Wednesday, February 17, 2010

The S.E.C.'s At it Again

The destructive force of the 2008 financial recession was nothing to be trifled with. After sifting through the flotsam and jetsam of various companies' and funds' remains, both businessmen and lawmakers are desperately searching for ways to mitigate such disasters in the future. While the primary concern for many on Wall Street has been getting the firm they work for back in the black or clambering out of their fund's BBB rating, the government has decided this is the opportune time to reach it's hand into America's financial affairs. One may ask, "How can the government prevent such recessions from happening again? Hasn't the Fed been taking care of this problem with interest rate cuts, bailouts, and executive compensation cuts?" Yes, but the extent of success has been limited, at least in the short term.
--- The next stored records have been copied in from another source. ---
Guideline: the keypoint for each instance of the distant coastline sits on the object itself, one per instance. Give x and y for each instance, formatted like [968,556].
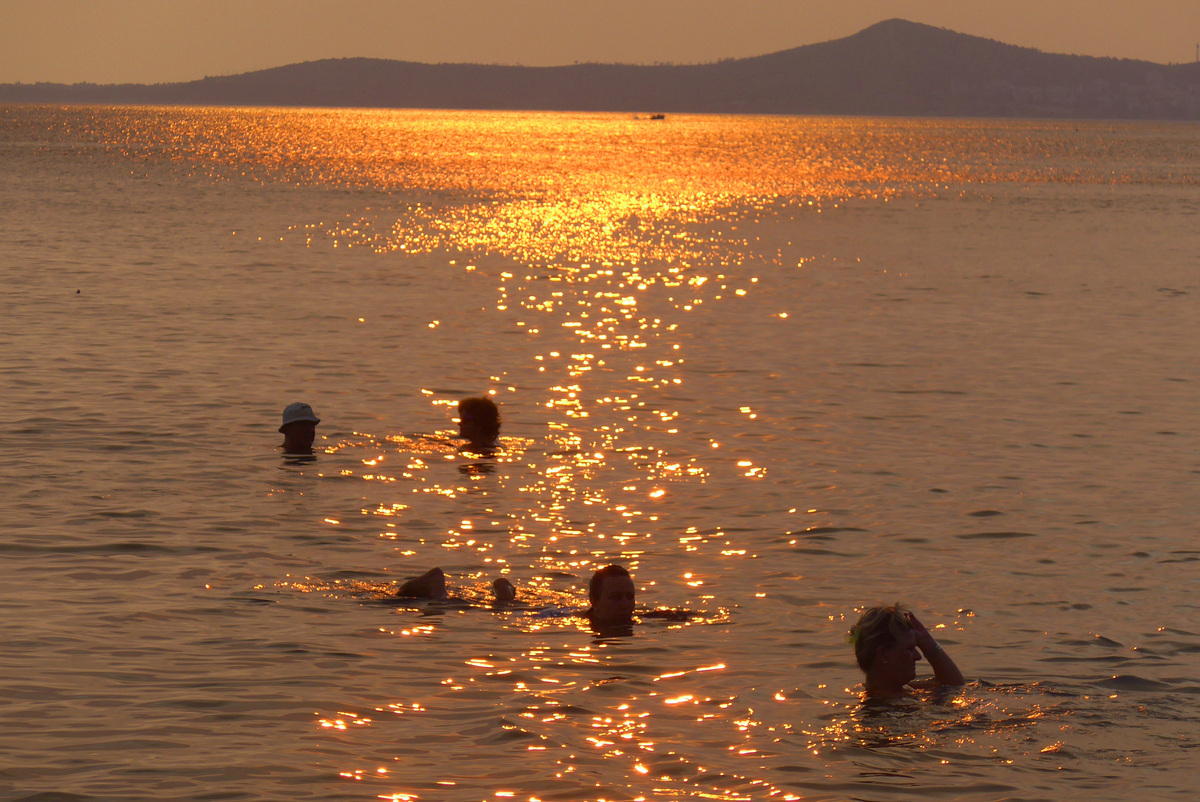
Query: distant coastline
[892,69]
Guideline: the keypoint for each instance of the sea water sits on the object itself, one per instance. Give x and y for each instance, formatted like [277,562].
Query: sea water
[780,367]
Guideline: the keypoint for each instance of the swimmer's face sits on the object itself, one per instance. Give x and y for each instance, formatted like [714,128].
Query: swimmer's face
[615,603]
[899,660]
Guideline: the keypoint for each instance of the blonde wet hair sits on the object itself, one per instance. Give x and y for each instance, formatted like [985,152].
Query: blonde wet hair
[882,626]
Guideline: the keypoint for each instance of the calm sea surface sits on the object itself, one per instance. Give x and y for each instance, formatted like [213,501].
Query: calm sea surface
[779,367]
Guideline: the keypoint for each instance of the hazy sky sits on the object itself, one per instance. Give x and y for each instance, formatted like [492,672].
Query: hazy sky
[149,41]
However, hen looking around the table of government entities, it is clear that one body has been stepping up their game recently.
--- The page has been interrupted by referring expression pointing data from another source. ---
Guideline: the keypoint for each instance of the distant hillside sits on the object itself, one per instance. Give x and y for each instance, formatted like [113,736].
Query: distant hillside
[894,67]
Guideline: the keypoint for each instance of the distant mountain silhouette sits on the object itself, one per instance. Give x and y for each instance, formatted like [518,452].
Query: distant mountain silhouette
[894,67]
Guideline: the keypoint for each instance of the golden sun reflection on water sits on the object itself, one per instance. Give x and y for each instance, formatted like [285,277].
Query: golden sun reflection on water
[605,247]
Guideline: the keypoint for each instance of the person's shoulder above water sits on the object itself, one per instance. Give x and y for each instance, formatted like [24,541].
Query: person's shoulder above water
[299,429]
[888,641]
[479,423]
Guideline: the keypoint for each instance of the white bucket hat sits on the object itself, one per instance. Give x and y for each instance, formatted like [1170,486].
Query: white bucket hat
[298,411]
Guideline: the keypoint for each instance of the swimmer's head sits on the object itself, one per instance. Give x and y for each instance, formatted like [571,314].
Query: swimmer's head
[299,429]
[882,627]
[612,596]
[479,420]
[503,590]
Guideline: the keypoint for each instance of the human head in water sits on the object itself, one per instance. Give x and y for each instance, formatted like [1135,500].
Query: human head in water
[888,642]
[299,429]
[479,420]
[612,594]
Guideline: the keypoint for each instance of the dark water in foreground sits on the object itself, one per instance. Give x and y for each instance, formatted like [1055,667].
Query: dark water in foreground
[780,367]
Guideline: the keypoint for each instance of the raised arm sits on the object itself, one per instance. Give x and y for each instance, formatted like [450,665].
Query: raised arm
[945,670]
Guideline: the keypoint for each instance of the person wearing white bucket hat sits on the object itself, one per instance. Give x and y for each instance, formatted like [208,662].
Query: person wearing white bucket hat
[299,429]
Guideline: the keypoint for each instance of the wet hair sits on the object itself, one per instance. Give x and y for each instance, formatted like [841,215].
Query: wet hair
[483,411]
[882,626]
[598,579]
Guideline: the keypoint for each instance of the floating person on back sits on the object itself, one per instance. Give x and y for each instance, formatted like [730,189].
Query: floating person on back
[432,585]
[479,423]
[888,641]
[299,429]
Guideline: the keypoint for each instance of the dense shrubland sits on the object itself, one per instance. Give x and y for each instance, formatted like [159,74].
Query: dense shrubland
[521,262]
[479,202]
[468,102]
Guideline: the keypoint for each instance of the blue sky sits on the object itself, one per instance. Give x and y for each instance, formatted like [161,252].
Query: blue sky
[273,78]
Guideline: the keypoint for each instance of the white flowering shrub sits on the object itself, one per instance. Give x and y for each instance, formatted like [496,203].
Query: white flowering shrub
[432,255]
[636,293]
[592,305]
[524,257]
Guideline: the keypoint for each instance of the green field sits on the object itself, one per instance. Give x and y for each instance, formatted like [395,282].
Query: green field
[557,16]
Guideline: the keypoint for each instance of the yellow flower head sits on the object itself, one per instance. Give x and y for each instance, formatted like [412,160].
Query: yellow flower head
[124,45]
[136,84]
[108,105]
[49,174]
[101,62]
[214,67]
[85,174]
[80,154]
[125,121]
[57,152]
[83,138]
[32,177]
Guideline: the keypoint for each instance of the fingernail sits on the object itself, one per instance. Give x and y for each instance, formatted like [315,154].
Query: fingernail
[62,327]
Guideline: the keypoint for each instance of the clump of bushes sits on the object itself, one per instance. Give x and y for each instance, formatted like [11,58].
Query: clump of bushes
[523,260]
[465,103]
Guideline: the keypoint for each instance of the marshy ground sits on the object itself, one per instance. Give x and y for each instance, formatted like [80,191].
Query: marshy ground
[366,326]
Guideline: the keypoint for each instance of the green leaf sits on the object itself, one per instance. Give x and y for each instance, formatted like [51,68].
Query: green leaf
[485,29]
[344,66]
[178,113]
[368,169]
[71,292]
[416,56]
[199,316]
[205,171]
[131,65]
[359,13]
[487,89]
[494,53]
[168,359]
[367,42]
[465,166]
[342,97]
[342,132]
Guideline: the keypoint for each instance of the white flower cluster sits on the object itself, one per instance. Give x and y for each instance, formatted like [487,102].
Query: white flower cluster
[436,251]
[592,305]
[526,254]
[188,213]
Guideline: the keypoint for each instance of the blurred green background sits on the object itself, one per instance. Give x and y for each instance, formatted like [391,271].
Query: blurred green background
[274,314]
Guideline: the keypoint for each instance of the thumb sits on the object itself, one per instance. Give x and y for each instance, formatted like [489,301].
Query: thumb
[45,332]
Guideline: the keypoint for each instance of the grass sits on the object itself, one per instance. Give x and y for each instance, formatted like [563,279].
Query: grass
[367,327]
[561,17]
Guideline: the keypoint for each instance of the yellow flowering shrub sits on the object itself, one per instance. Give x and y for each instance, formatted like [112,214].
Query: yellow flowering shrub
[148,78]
That's right, the S.E.C. has become a legitimate force to be reckoned with. Not only have they been making headlines with their massive Galleon Group bust and sizzling snapshots of their ringleader, Mr. Raj Rajaratnam (so affectionately dubbed "RajRaj") doing the perp walk with some blue-coated, Federal agent badasses, but they have also been revamping their internal policies for future crisis control. As an emergency precaution during the later months of 2008, the S.E.C. placed a ban on financial transactions resulting in what is known as "shorting" or "short-selling" in an attempt to control traders' ability to profit on the loss in value of equities and securities.

After the tornado siren had been turned off and the recession was considered "over," it would be safe to assume that financial activity should have resumed a somewhat normal modus operandi. Not quite. The S.E.C. has begun discussing permanent policies to be enacted that would severely limit short-selling on a hush-hush basis, meaning that more transactions will have to be disclosed to the public in order to diminish the sudden and uncontrolled tank in stock prices that often result from large transactions.
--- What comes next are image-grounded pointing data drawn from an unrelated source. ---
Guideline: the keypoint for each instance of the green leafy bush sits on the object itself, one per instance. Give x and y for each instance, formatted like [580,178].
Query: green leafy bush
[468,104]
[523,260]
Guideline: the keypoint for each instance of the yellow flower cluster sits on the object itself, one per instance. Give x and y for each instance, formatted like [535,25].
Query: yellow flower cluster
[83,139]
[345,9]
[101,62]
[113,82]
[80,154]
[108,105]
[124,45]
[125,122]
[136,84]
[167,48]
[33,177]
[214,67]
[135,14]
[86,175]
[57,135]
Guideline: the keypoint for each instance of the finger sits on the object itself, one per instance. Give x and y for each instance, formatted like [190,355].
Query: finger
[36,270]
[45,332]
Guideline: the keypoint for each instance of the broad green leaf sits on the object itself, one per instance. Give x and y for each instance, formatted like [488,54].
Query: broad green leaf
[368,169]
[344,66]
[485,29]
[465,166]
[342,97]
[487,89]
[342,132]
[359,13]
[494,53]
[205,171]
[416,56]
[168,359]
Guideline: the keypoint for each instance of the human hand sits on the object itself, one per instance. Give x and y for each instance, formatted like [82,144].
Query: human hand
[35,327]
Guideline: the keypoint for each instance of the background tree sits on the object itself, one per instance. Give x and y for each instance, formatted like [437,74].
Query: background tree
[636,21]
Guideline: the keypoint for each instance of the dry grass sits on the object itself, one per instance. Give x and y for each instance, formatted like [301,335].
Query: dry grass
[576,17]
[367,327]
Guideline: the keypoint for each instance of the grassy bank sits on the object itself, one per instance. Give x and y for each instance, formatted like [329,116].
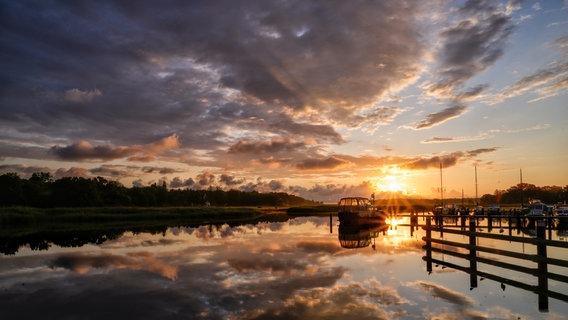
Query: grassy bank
[14,216]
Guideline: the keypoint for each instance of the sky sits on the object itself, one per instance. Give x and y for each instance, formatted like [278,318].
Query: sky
[322,99]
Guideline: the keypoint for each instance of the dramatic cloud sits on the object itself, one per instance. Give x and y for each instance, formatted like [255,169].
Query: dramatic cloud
[272,96]
[470,45]
[546,83]
[447,160]
[316,164]
[273,146]
[436,118]
[85,151]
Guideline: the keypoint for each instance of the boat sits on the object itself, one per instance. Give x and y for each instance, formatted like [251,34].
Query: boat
[359,210]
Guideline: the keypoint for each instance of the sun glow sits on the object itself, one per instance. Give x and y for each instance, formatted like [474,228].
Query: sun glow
[392,183]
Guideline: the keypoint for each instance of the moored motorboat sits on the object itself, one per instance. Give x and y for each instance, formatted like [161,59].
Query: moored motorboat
[359,210]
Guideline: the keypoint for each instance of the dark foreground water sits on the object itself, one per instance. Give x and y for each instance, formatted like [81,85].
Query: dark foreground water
[299,269]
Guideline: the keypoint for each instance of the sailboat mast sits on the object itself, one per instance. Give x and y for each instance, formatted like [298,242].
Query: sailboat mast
[441,185]
[476,202]
[521,173]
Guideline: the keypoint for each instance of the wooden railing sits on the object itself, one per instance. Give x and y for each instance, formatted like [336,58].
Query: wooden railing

This proposed action has many investors in an uproar, including Richard Baker, president of Managed Funds Association. When discussing the negative implications of such action, the president stated, "This independent study demonstrates that recently adopted public disclosure rules in the U.K. have impeded equity market liquidity, decreased trading volumes and interfered with efficient price discovery in affected stocks, driving up transaction costs for mainstream investors and burdening businesses with a higher cost of capital."

Regulators within the S.E.C. are keen on coming to an agreement whether to pursue such action, but at this time one can only speculate how far the government will go to ensure "financial stability" in America.